The use of artifacts is twofold. First, artifacts are used to build a graph (DAG) of the execution. On the other side, artifacts' fingerprints (i.e., md5) are used to define weather task should be run or not.

Task definition

The simplest way to define a task is to derive a dataclass class from makeit.DataclassTask and implement method execute, as in the example below.

The class makeit.DataclassTask closely interweaves with the standard dataclasses library, allowing users to benefit from a rich dataclasses support from IDEs.

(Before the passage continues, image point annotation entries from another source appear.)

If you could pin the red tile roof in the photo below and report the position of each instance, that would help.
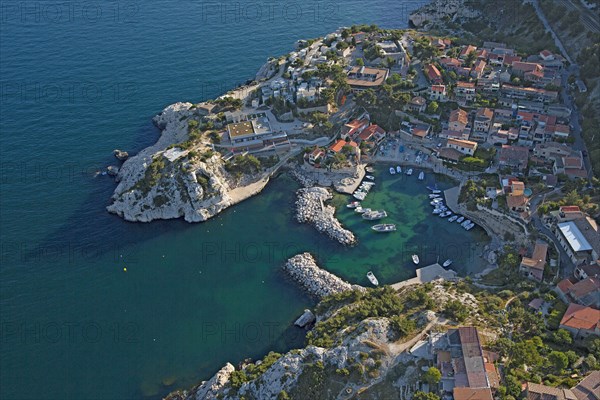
(581, 317)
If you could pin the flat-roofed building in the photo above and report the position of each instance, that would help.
(255, 135)
(363, 78)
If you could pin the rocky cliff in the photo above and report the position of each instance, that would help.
(437, 10)
(165, 181)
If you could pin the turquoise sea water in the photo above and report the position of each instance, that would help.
(81, 79)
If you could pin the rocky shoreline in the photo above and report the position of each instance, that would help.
(311, 208)
(317, 282)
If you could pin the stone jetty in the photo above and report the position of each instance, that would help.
(319, 283)
(310, 207)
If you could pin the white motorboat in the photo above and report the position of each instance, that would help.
(372, 278)
(374, 215)
(359, 195)
(384, 227)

One implicit dependency is the source code if a task (obtained by inspect.getsource(task.class)), if variable DataclassTask.depends_on_source_code_of_self is set (it is set by default). However, this is not available in the environments like Jupyter.

import dataclasses
from makeit import File, Dependency, Target, DataclassTask
from pathlib import Path

@dataclasses.dataclass
class Process(DataclassTask):  # derive from DataclassTask -- this adds required and additional functions like dependencies, ...
    input_1: Path | Dependency  # this is a file dependency
    input_2: Path | Dependency  # many dependencies are possible
    many_files: list[Path] | Dependency  # and even list of dependencies allowed

    parameter: float  # this is a parameter -- not a dependency or a target
                      # however, it is used in label() method (via dataclasses method __str__),
                      # therefore it helps to parametrize tasks.
                      # See also method DataclassTask.md5 -- it is helpful for creating unique target names.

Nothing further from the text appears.